TAGGED: catch, Claude, coding, drops, errors, free, models, OpenAIs, orchestration, pits, tool, Zencoder, Zenflow
Share This Article
Twitter Email Copy Link Print
Previous Article What AI search tools mean for the future of SEO specialists What AI search tools mean for the future of SEO specialists
Next Article Roblox brings AI into the Studio to speed up game creation Roblox brings AI into the Studio to speed up game creation
Leave a comment

Leave a Reply Cancel reply

Your email address will not be published. Required fields are marked *

Your Trusted Source for Accurate and Timely Updates!

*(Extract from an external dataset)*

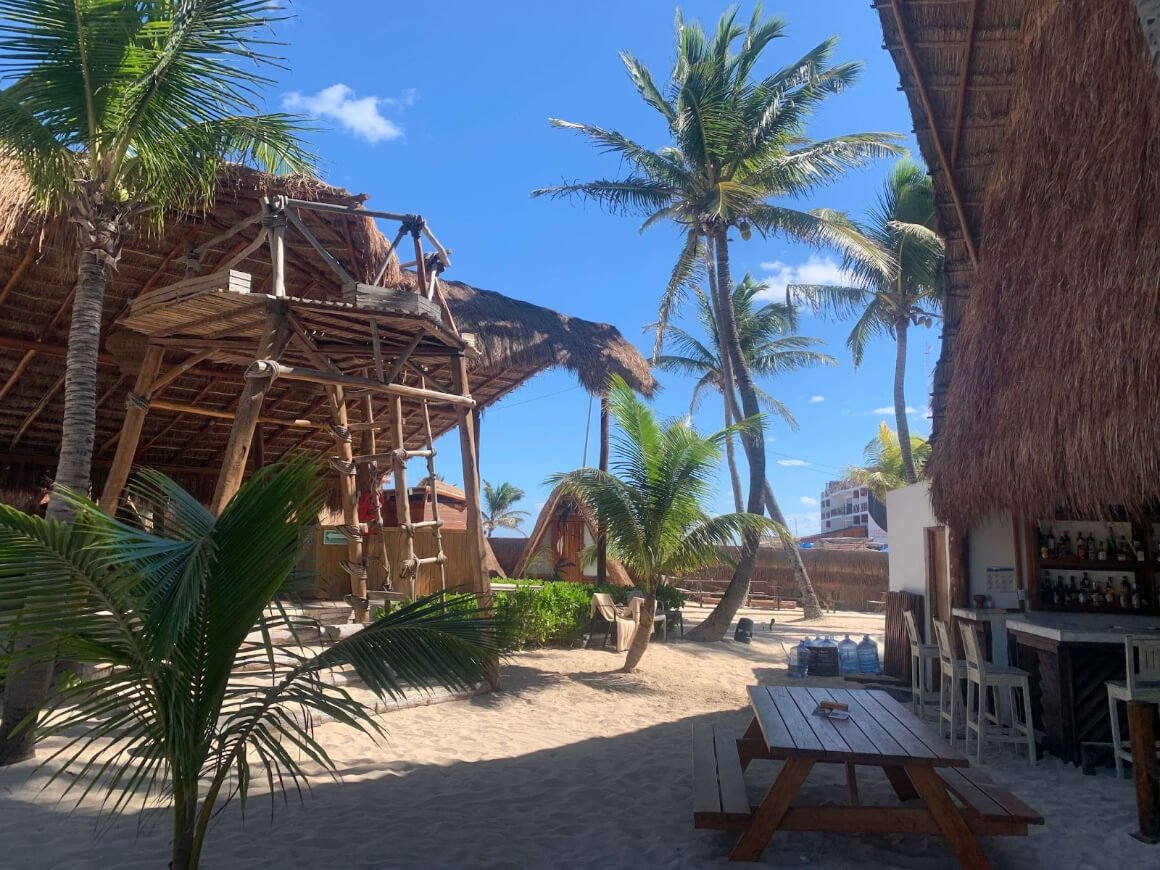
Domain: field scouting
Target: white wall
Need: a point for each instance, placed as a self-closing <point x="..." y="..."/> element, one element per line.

Our commitment to accuracy, impartiality, and delivering breaking news as it happens has earned us the trust of a vast audience. Stay ahead with real-time updates on the latest events, trends.
FacebookLike
TwitterFollow
InstagramFollow
YoutubeSubscribe
LinkedInFollow
MediumFollow
- Advertisement -
Ad image

Popular Posts

The teacher is the new engineer: Inside the rise of AI enablement and PromptOps

As extra corporations rapidly start utilizing gen AI, it’s vital to keep away from an…

October 19, 2025

Attention ISN'T all you need?! New Qwen3 variant Brumby-14B-Base leverages Power Retention technique

When the transformer structure was launched in 2017 within the now seminal Google paper "Attention…

November 5, 2025

Amazon and Google team up to cut multicloud downtime

A brand new multicloud networking service constructed by Amazon and Google is now accessible, giving…

December 1, 2025

Infinite Realms turns fantasy books into living, breathing game worlds with help of AI

Infinite Realms needs to show beloved fantasy books with huge followings into dwelling, respiration sport…

March 7, 2025

AI can fix bugs—but can’t find them: OpenAI’s study highlights limits of LLMs in software engineering

Be a part of our each day and weekly newsletters for the newest updates and…

February 19, 2025

You Might Also Like

STL launches Neuralis data centre connectivity suite in the U.S.
AI & Compute

STL launches Neuralis data centre connectivity suite in the U.S.

By saad
What is optical interconnect and why Lightelligence's $10B debut says it matters for AI
AI & Compute

What is optical interconnect and why Lightelligence’s $10B debut says it matters for AI

By saad
IBM launches AI platform Bob to regulate SDLC costs
AI & Compute

IBM launches AI platform Bob to regulate SDLC costs

By saad
The evolution of encoders: From simple models to multimodal AI
AI & Compute

The evolution of encoders: From simple models to multimodal AI

By saad

About Us

Data Center News is your dedicated source for data center infrastructure, AI compute, cloud, and industry news.

Top Categories

  • AI & Compute
  • Cloud Computing
  • Power & Cooling
  • Colocation
  • Security
  • Infrastructure
  • Sustainability
  • Industry News

Useful Links

  • Home
  • Contact
  • Privacy Policy
  • Terms & Conditions

Find Us on Socials

© 2026 Data Center News. All Rights Reserved.

© 2026 Data Center News. All Rights Reserved.
Welcome Back!

Sign in to your account

Lost your password?
We use cookies to ensure that we give you the best experience on our website. If you continue to use this site we will assume that you are happy with it.
You can revoke your consent any time using the Revoke consent button.